The Rawagede massacre was committed by Royal Netherlands East Indies Army on 9 December 1947 in the village of Rawagede (now Balongsari in West Java), during Operatie Product. Dutch forces were deployed in the East Indies to try to retain them as a colony. They were battling Indonesian freedom fighters and militia forces seeking independence for Indonesia. Almost all males from the village, amounting to 431 men according to most estimates, were killed by the Dutch military, since the people of the village would not tell where the Indonesian independence fighter Lukas Kustario was hiding.

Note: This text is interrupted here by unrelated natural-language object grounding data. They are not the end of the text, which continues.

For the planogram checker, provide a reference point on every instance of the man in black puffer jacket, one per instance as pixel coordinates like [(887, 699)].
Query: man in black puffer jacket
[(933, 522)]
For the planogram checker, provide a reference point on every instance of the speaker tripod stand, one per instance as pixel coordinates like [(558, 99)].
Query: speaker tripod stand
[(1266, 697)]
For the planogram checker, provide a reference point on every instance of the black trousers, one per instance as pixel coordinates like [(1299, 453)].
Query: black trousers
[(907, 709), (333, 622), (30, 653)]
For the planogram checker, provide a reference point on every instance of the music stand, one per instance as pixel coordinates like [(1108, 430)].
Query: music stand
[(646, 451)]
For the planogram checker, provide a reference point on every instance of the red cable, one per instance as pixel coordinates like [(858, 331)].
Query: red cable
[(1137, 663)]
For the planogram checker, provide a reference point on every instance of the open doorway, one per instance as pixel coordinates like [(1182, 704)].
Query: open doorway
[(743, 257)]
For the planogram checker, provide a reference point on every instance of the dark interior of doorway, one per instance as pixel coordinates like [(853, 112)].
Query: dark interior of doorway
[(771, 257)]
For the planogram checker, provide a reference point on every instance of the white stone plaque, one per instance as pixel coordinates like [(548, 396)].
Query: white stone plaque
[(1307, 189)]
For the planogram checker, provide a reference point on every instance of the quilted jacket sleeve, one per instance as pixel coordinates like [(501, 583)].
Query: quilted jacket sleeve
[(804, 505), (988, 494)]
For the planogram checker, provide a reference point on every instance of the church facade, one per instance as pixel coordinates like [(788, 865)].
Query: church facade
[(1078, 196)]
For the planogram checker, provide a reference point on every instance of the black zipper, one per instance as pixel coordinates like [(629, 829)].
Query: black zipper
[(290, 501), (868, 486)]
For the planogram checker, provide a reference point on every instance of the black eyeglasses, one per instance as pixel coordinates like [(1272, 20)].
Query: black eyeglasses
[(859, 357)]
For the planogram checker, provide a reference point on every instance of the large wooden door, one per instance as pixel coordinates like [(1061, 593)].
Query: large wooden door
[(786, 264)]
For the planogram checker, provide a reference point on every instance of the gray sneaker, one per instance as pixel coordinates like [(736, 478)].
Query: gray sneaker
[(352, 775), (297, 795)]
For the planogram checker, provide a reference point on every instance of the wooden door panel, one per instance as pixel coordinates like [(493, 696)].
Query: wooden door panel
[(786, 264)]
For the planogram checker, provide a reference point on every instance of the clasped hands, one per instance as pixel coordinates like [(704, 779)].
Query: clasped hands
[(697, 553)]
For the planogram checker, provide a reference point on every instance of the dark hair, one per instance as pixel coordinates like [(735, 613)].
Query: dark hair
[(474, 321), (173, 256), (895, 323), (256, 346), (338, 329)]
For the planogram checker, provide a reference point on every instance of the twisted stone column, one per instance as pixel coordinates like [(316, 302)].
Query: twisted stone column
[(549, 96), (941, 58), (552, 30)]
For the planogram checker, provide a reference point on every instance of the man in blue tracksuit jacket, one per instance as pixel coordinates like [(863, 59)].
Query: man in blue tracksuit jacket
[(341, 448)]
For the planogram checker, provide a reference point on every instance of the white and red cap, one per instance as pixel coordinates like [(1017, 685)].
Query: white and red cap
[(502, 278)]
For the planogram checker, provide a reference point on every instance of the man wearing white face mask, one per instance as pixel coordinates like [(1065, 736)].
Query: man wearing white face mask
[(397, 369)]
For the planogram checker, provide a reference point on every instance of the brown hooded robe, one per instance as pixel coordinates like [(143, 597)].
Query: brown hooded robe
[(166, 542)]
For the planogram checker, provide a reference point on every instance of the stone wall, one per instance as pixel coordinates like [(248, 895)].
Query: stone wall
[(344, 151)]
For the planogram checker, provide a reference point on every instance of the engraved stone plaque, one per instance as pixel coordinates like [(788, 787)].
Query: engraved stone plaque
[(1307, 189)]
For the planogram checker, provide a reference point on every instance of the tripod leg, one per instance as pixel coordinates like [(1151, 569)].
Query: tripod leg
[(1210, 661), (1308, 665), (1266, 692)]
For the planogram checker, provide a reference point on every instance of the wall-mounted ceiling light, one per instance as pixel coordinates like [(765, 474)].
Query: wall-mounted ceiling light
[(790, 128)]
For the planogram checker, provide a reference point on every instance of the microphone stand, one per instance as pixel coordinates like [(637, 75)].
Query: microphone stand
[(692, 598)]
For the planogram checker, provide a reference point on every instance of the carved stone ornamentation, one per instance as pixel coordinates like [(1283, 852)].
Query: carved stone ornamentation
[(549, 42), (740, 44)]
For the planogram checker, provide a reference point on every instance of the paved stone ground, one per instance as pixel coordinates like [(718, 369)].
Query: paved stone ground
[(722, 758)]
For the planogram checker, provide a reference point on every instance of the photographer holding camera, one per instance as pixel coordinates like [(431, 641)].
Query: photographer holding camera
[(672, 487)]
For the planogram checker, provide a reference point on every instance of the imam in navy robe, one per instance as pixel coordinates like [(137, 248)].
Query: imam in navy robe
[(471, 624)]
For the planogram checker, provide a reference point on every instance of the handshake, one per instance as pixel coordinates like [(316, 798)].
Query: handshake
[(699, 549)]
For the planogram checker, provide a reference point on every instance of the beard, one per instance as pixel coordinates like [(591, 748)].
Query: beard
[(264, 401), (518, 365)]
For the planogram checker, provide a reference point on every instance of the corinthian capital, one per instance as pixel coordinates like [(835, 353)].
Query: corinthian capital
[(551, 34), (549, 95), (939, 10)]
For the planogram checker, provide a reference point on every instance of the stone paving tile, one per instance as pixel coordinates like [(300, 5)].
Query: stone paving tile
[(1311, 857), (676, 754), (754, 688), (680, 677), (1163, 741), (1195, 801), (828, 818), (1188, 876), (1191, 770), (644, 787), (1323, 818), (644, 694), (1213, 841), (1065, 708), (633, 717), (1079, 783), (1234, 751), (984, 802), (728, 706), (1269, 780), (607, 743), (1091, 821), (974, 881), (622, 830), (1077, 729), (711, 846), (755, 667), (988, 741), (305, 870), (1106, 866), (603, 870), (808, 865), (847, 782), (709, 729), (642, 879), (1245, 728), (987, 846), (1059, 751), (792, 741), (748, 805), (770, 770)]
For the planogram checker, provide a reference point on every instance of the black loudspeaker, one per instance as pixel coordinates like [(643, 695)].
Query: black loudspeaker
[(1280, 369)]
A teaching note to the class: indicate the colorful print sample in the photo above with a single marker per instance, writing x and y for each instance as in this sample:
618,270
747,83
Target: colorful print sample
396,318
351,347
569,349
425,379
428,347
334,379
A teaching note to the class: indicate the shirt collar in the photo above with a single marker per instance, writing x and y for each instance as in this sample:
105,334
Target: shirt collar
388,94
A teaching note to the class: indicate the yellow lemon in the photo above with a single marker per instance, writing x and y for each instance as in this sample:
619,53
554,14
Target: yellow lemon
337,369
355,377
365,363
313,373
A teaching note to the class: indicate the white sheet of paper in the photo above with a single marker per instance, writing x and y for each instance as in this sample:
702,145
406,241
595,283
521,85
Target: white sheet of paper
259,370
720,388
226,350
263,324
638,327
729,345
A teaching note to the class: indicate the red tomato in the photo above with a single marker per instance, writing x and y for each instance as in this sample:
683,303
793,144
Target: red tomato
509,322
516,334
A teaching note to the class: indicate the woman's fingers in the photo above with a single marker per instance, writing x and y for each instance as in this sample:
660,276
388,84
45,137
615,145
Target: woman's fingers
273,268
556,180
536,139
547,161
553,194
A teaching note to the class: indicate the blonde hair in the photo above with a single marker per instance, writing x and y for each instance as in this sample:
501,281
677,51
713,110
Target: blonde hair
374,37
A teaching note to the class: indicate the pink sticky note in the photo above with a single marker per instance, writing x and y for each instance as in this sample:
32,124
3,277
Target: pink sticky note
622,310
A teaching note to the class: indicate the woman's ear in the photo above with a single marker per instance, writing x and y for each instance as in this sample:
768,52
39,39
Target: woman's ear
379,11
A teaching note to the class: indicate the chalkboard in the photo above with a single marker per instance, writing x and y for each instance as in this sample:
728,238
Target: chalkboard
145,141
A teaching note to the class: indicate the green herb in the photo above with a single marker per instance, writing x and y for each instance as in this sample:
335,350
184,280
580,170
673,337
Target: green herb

Although Dutch Army General Simon Hendrik Spoor recommended that the responsible officer, Major Alphons Wijnen, be prosecuted, no criminal investigation was started. A report from the United Nations published on 12 January 1948 called the killings "deliberate and merciless".
On 8 September 2008, 10 survivors of the massacre officially held the Netherlands responsible for the massacre. The state lawyer replied in a letter published on 24 November 2008, that the Netherlands "deeply regrets" the massacre, but that it believes the term for prosecution had expired. This has drawn some criticism among members of the States-General of the Netherlands, as well as among leading Dutch newspaper NRC Handelsblad, which argued in an editorial that there is no such thing as a statute of limitations on war crimes.
In December 2009, the 10 survivors decided to sue the Dutch state in court. They were represented by lawyers Liesbeth Zegveld and Anne Scheltema Beduin of Böhler Franken Koppe Wijngaarden Advocaten (today: Böhler Advocaten). The court decided on 14 September 2011 that the crime, due to its extraordinary nature, is not subject to a statute of limitations, and thus held the Dutch state fully accountable for the damages caused. Following settlement negotiations with the Dutch State, the plaintiffs/widows of the men executed in Rawagedeh were awarded 20,000 each euros in compensation; the State furthermore agreed to extend its formal apologies for the massacre.
On 9 December 2011, the Dutch ambassador to Indonesia stated: "We remember the members of your families and those of your fellow villagers who died 64 years ago through the actions of the Dutch military... On behalf of the Dutch government, I apologize for the tragedy that took place." Only 9 relatives are still alive and will receive 20,000 euros ($27,000) compensation each, but there is no schedule for these payments.